Sixth Circuit Judge Alice Batchelder, a President George H.W. Bush appointee, mentioned issues with the doctor-patient relationship when she wrote the majority opinion on the Ohio law.

“By preventing the doctor from joining the woman as a knowing accomplice to her Down syndrome-selective decision making, [the Ohio law] prevents this woman from making the doctor a knowing participant (accomplice) in her decision to abort her pregnancy because her fetus has Down syndrome,” she wrote. “As limitations or prohibitions go, this is specific and narrow.”

In another concurring opinion, Judge Jeffrey S. Sutton, also a Bush appointee, pointed out that the Supreme Court has never ruled against “anti-eugenic” abortion laws, though it could have in the case Planned Parenthood v. Casey.

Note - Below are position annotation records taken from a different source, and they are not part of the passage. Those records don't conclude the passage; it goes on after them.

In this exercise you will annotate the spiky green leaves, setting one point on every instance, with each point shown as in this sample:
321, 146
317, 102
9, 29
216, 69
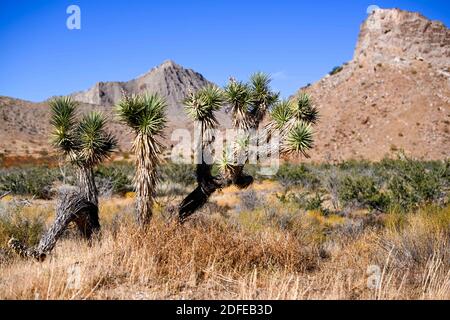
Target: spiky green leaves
281, 114
293, 120
239, 97
299, 139
262, 95
304, 110
94, 143
85, 142
63, 119
143, 113
201, 105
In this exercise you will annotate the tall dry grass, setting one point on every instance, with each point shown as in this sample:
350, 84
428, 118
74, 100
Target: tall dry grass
216, 257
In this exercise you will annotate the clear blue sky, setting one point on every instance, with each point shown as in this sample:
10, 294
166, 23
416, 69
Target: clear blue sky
296, 41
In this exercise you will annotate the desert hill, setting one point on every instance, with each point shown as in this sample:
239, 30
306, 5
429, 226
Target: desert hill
25, 128
394, 94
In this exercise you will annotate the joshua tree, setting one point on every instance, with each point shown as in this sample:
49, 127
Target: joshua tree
145, 115
248, 104
85, 143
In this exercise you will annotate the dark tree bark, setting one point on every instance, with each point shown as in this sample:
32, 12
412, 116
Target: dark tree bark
207, 184
72, 207
86, 183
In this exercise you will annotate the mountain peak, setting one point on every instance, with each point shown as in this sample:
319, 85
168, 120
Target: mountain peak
396, 36
169, 63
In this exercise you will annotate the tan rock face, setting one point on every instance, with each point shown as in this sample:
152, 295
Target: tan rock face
168, 79
394, 95
395, 36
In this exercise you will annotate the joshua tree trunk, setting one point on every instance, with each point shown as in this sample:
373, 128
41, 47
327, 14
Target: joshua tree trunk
71, 207
86, 183
147, 150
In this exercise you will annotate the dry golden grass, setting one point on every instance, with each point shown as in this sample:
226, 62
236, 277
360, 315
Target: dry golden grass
248, 257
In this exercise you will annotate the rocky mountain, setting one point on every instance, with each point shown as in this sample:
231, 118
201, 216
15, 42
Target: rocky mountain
25, 126
394, 94
168, 79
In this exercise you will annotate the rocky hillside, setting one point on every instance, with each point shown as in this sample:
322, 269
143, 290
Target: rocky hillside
25, 126
168, 79
394, 94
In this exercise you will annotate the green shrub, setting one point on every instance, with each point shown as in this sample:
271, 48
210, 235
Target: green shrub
30, 181
118, 176
413, 183
13, 223
362, 191
183, 174
298, 175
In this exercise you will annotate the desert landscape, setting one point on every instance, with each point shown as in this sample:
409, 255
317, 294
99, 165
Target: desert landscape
358, 209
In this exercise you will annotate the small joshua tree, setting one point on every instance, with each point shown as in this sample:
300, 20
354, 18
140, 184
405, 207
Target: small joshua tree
145, 115
85, 143
248, 104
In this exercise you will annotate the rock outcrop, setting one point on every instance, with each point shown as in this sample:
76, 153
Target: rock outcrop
394, 95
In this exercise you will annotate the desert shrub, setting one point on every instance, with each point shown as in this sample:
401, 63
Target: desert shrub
362, 191
116, 178
30, 181
183, 174
298, 175
13, 223
250, 200
414, 183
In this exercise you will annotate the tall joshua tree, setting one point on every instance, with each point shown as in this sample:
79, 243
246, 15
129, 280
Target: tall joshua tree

The Pennsylvania law at issue in the case prohibits sex-selection abortions, but abortion activists did not challenge that part of the law so the Supreme Court never ruled on the issue.

That “means that the Court has never rendered states’ powerless to prevent abortions designed to choose the sex, race and other attributes of children,’” Sutton wrote.

The Sixth Circuit ruling is an encouraging sign for unborn babies and the ability of states to protect them. Because of Roe v. Wade and other abortion cases, states are severely limited in their ability to prohibit abortions. However, many are trying to protect unborn babies through laws like Ohio’s. Others with similar anti-discrimination laws include North Dakota, South Dakota and Missouri.